明るい声はいつもの様に僕の脳に響き渡る。

でも、今日は少し違った感じに聞こえた。

…今しかない。

「…好きです。」

途端に顔が熱くなる。

相手の顔は…見えなかった。

恥ずかしくて僕はずっと俯いたままだったのだ。

少し沈黙が訪れた。

そして次に聞こえた言葉は。

「私も。
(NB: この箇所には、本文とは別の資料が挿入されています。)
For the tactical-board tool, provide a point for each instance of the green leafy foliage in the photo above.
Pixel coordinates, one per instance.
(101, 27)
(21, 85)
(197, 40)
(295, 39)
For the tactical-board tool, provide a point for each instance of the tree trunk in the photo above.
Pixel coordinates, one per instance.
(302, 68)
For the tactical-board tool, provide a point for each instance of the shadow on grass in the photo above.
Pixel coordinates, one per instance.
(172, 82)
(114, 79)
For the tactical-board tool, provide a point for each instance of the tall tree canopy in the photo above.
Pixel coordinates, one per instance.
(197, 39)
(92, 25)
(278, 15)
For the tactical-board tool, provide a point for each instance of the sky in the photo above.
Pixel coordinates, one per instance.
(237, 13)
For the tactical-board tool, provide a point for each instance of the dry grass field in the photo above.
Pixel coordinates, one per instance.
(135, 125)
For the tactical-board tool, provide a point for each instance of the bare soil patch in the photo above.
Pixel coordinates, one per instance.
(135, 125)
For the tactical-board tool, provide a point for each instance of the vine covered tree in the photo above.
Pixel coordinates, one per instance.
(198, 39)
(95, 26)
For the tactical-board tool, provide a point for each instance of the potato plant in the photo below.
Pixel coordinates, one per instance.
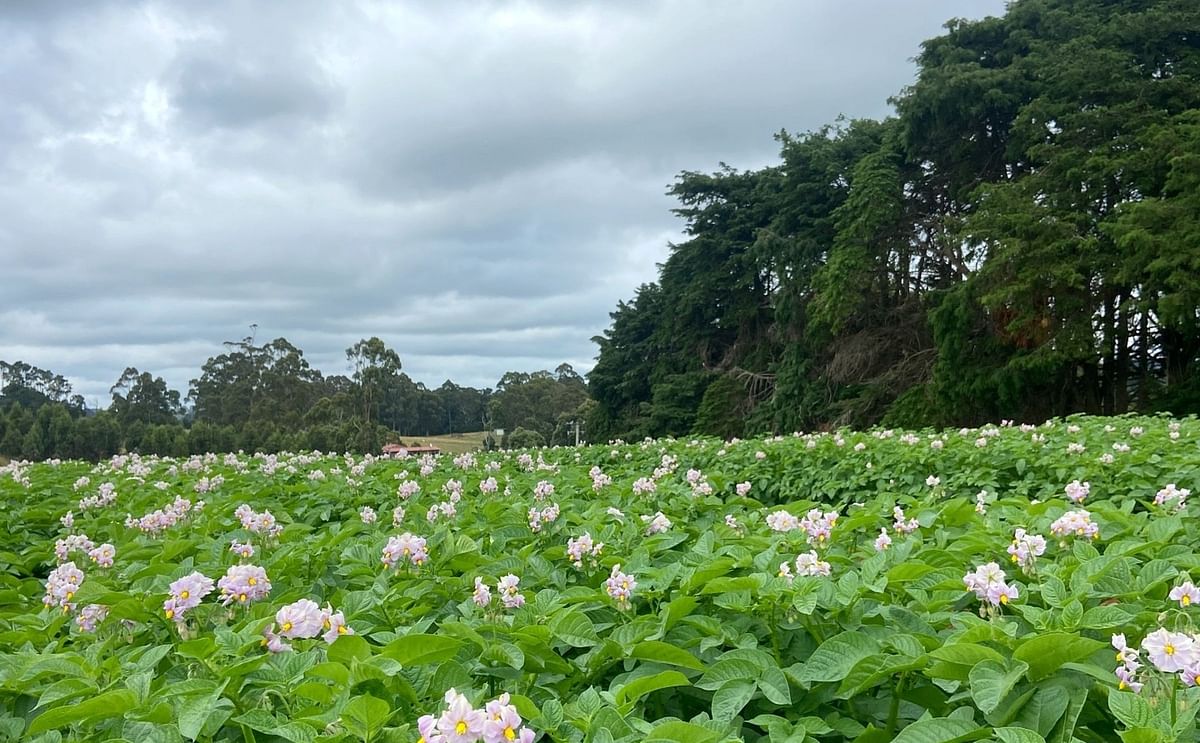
(1014, 583)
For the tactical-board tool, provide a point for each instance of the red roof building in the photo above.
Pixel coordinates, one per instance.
(400, 450)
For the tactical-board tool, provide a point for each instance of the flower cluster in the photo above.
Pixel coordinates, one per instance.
(447, 508)
(539, 517)
(1026, 549)
(102, 555)
(599, 479)
(621, 587)
(1186, 593)
(157, 521)
(483, 595)
(72, 543)
(208, 484)
(882, 541)
(259, 523)
(988, 583)
(243, 585)
(1078, 523)
(783, 521)
(645, 486)
(1078, 491)
(819, 526)
(657, 523)
(105, 496)
(1173, 652)
(402, 547)
(807, 564)
(498, 721)
(901, 525)
(1131, 663)
(1169, 495)
(581, 547)
(305, 619)
(408, 489)
(90, 616)
(61, 585)
(186, 593)
(510, 594)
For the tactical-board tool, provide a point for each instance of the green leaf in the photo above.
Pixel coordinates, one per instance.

」

だった。

彼女の名前は紅葉。

自己紹介の時からずっと耳に残る名前だった…。




六月。

もうすぐで紅葉と付き合って一年が経つ。

僕は雨の日に傘を忘れて濡れて帰ったのが原因か、風邪をひいて休んでいた。

ようやく体調も良くなってきた頃、祖父が学校は休みだと言った。

理由は…答えてくれなかった。

僕の両親はいない。

いや、正確には何処かには居るのだけれど僕の近くには居ない。

まだ幼かった僕を捨てたのだ。

だから今は祖父母の家で暮らしている。

でもあまり良い関係とは言えなかった。

仕方がないから布団でゴロゴロする。

この前買ったゲーム、クリアしようかな。

そんなこと考えながら部屋中をウロウロしていた。

ふと、窓から音がする事に気づく。

何だろうと思い窓をみてみる。

するとそこには雨に濡れた前髪で顔を隠した紅葉がいた。

僕は窓を開けて近づこうとする。

しかし紅葉は離れようとする。

思わず立ち止まりそのまま沈黙が訪れる。

しばらくして紅葉は口を開いた。

「昨日人を殺したんだ。だからもうここには居られない。どこか遠いところで死んでくる。」

そんな紅葉に言えることは一つだった。

「それじゃ、僕も連れてって。」

財布を持って、ナイフを持って、ゲーム機もカバンに詰めて。

いらないものは全部、壊していこう。

写真だって、日記だって今となっちゃどうでもいいさ。

だって誰もいないところで溶けて消えてしまうんだろう?

何もいらない。何も残らない。誰も悲しまない。

人殺しとダメ人間の君と僕の旅だ。